La pandemia llegó y golpeó. El cachetazo nos tiene atontados todavía. Y, aunque la vacuna mitigue la incidencia del virus, quedó inoculada en nosotros la incertidumbre. La labilidad de la vida humana. Lo que no somos. Y lo que somos.
Dijo Víktor Frankl (psiquiatra, neurólogo, filósofo y escritor austríaco, sobreviviente de los campos de exterminio nazis): “No existe ninguna situación en la que la vida carezca de auténtico sentido. Este hecho debe atribuirse a que los aspectos aparentemente negativos de la existencia humana, y sobre todo aquella trágica tríada en la que confluyen el sufrimiento, la culpa y la muerte, también puede transformarse en algo positivo, en un servicio, a condición de que se salga a su encuentro con la adecuada actitud y disposición”. Su frase puede darnos algún refugio.

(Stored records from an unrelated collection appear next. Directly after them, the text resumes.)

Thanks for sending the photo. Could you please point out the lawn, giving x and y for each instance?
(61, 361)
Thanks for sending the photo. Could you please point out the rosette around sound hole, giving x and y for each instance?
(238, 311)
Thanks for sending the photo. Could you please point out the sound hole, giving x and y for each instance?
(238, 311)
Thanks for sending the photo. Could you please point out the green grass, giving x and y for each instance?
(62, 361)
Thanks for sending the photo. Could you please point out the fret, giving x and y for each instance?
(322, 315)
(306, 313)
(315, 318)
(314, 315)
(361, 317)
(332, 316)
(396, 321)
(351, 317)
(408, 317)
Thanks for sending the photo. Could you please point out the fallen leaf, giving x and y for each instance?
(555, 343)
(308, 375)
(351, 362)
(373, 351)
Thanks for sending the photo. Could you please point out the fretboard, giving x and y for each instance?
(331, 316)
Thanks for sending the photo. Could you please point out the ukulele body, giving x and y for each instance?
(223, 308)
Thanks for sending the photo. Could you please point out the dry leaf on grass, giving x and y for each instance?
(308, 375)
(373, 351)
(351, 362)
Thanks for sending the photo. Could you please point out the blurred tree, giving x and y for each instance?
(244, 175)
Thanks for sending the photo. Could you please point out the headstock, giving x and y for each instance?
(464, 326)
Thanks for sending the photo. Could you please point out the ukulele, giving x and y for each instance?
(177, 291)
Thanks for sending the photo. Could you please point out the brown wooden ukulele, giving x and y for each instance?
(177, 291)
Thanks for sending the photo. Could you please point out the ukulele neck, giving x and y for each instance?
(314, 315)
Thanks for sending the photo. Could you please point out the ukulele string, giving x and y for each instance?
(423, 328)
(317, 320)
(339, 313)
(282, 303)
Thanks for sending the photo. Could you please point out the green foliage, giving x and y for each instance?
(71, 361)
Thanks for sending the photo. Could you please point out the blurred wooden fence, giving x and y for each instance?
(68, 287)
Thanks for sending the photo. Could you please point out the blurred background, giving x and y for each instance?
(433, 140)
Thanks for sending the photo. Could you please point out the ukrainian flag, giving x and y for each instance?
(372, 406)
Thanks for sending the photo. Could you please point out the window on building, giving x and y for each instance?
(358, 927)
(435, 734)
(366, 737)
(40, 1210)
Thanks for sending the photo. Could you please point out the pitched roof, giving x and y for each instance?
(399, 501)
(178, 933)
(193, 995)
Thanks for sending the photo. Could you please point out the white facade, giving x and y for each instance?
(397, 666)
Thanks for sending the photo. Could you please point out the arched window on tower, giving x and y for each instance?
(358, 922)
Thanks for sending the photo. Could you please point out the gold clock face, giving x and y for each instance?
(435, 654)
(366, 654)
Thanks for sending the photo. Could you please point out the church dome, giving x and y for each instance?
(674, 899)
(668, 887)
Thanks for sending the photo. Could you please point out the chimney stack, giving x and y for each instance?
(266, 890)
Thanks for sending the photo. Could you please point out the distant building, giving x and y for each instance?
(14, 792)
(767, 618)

Esta Navidad, cuesta encontrar razones para festejar que no suenen obscenas.
Quizá, los muy creyentes, vean la luz de la estrella en el pesebre de Belén que los guía en la oscuridad.
O quizá, debamos festejar igual, aunque tengamos los ojos empañados por esta tristeza que nos impide ver por dónde nos lleva el camino. Mirando el reverso de la moneda, podríamos celebrar el haber tomado conciencia de la prepotencia de creernos los reyes de la naturaleza y de nuestra finitud.
Después de todo, si quienes vivieron guerras, holocaustos, persecuciones y hambrunas desoladoras pudieron volver a celebrar las fiestas, nosotros también podremos volver a hacerlo. No sin lágrimas. No sin esfuerzo.
El 25, debajo del maltrecho arbolito de este año, por ahí tengamos suerte y encontremos, envuelto en un brillante papel verde y con un gran moño, el mejor regalo: la esperanza.